Dealing with death in family/funeral, etc.

Discussion in 'Fibromyalgia Main Forum' started by JewelRA, Jun 7, 2009.

  1. JewelRA

    JewelRA New Member

    I just needed to come here and ask for support today. My FIL died suddenly and unexpectedly on Friday. :( He was 75 and in poor health, but not imminently ill. He had a massive brain hemmorhage and died in his sleep Thurday night/Fri morning.

    Naturally my dh is devestated, although he has many mixed feelings about his dad- it was a very complicated relationship. It is very hard for me too, as I was pretty close to him, and I just lost my Dad (who I was VERY close to), not yet 2 years ago. It was in the summer too, no less, that I lost my Dad. So, this has brought up many difficult memories for me.

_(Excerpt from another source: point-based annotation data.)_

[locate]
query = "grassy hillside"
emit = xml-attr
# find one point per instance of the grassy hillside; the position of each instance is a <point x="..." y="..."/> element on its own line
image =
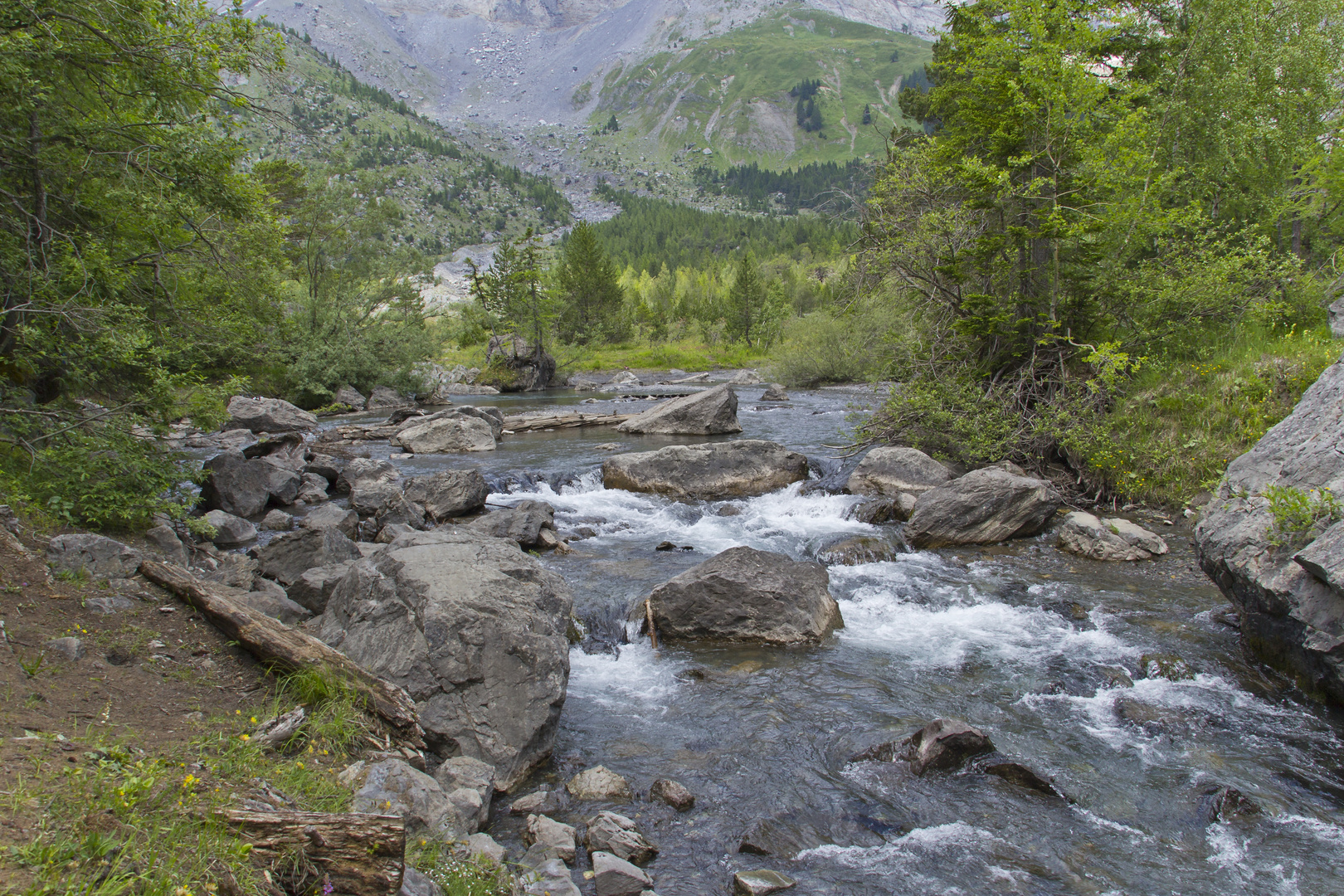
<point x="449" y="193"/>
<point x="732" y="95"/>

    I would appreciate any advice on how to get through the stress of dealing with the funeral, husband's emotions, etc. His family tends to handle things quite a bit differently than mine - alot of people gathering, day after day, eating, bringing food, staying a long period of time at our house, etc. It seems like when my Dad died people were more respectful of our privacy and our time at home, allowing us to recooperate in between services and stuff. The visitation is not until tomorrow and the funeral Tuesday, and I am already worn out!!! On top of all that I am battling a respiratory virus that I had just about gotten over until all this happened on Friday, and now I'm getting worse again. My in-laws, as usual, don't understand my limitations.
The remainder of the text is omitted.